Das ist nur folgerichtig: Die Formation, die aus den Demonstrationen gegen die Sparpolitik des Krisenlandes entstand, will die Stimme des spanischen Durchschnittsbürgers sein. Podemos-Gründerin Carolina Bescansa hofft, das dies das „meist gelesene Programm“ der Geschichte wird.
Der Rundgang durch die schöne, neue Podemos-Wohnung beginnt in der Küche. Dort steht Ex-Generalstabschef der spanischen Armee, Julio Rodriguez, also der seriöseste Kandidat, den die Partei bisher aufbringen konnte, am Herd und befindet: „Die spanische Küche muss sich modernisieren.“ Eine Anspielung auf das Große und Ganze, natürlich.
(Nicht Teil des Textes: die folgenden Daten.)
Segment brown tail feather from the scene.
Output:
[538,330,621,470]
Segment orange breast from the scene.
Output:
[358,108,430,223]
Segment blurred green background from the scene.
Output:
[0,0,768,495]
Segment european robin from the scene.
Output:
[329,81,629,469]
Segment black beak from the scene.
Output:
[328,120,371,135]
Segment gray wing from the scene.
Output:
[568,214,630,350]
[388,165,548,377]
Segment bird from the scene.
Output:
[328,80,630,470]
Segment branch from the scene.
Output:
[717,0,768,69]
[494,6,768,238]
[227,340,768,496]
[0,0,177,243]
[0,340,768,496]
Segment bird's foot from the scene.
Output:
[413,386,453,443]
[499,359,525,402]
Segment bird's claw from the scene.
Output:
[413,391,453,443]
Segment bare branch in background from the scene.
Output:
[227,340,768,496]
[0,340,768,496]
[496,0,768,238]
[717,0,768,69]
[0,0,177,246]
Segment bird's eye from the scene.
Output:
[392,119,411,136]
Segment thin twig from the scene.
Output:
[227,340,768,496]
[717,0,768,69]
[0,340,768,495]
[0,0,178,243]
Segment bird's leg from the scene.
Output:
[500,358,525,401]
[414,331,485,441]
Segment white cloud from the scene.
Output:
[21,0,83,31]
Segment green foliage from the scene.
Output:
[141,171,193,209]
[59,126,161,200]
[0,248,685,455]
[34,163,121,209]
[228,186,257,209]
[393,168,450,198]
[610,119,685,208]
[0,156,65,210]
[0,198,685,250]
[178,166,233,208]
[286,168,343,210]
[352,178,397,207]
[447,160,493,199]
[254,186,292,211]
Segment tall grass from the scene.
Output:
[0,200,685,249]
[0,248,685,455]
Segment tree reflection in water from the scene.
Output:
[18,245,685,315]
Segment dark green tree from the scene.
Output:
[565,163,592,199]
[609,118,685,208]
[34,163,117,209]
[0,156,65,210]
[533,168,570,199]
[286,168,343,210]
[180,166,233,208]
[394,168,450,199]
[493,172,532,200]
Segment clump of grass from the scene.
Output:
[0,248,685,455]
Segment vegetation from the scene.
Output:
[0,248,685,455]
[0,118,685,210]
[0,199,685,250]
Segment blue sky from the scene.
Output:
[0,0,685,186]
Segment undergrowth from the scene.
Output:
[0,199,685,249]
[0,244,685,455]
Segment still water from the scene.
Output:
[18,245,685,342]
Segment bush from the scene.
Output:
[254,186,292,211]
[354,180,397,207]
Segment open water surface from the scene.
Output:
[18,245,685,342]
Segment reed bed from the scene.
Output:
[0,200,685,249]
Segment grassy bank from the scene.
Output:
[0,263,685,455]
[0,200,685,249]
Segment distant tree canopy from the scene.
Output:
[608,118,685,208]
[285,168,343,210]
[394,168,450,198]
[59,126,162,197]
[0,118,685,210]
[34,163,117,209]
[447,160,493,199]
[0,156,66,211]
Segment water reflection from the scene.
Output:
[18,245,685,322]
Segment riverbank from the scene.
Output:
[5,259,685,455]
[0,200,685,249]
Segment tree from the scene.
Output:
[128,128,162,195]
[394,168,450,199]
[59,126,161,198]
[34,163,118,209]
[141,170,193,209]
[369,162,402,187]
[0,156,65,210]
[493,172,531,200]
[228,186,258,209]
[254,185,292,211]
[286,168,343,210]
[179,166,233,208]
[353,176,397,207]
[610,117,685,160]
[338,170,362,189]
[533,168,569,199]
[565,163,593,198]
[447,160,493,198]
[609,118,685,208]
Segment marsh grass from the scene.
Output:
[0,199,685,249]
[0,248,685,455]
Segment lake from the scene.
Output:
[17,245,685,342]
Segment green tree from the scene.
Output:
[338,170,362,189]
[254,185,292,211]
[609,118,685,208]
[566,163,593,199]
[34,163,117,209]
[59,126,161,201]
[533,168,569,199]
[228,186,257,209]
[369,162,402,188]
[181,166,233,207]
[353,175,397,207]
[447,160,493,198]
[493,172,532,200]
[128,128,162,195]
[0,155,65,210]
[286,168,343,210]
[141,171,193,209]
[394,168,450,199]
Beim Blumengießen im Bereich Büromöbel verspricht Parteichef Pablo Iglesias, seine Partei werde die jüngsten Arbeitsmarktreformen zurücknehmen und die damit verbundende Lohndrückerei beenden. Sein interner Rivale, Íñigo Errejón, beugt sich ein paar Seiten weiter konzentriert über einen Schreibtisch voller Akten. Podemos werde die Beziehungen zu Lateinamerika ausbauen, steht da, wo im Original wohl die Stifte-Aufbewahrungskästen Förhöja beworben würden. Der Bezug auf Lateinamerika ist interessant: Schließlich werfen die Konservativen der Partei eine zu große Nähe zum chavistischen Regime in Venezuela vor.
Selbst ein junger Podemos-Kandidat im karierten Bademantel mit zerzaustem, langem Haar und Kaffeetasse in der Hand ist im Katalog zu finden. Dem leicht ungepflegten Aufgestandenen wurde keine politische Forderung an die Seite gestellt, sondern lediglich ein Platz im Inhaltsverzeichnis zugewiesen. Hier wurde nichts dem Zufall überlassen.
Die spanische Partei ist Meister der geschickten Selbstvermarktung– das hat auch die eher langweilige deutsche Linke erkannt. Deren Vorsitzende schrieben kürzlich darüber, „was wir von Podemos lernen können“. Denn die noch junge Partei verfolgt eine ausgeklüngelte Kommunikationsstrategie, die Social Media und positive Mobilisierung verbindet. Der Name der Formation ist an den Obama-Slogan von 2008 angelehnt: Podemos heißt übersetzt „Wir können“.
Am Ende hat aber auch Podemos die Marotten einer ganz normalen Partei: Auf gut 129 Seiten Bilder folgen im Katalog die 100 Seiten Textwüste, in denen nochmal alles ganz genau erklärt wird. Für fortgeschrittene Leser, sozusagen. Unklar bleibt weiter, was das kürzlich vorgestellte Wahlbündnis von Podemos mit den bisher eher orthodoxen Vereinigten Linken (Izquierda Unida) bedeutet. Wie moderat ist Podemos wirklich? Am 26. Juni und danach dürfte es spannend werden.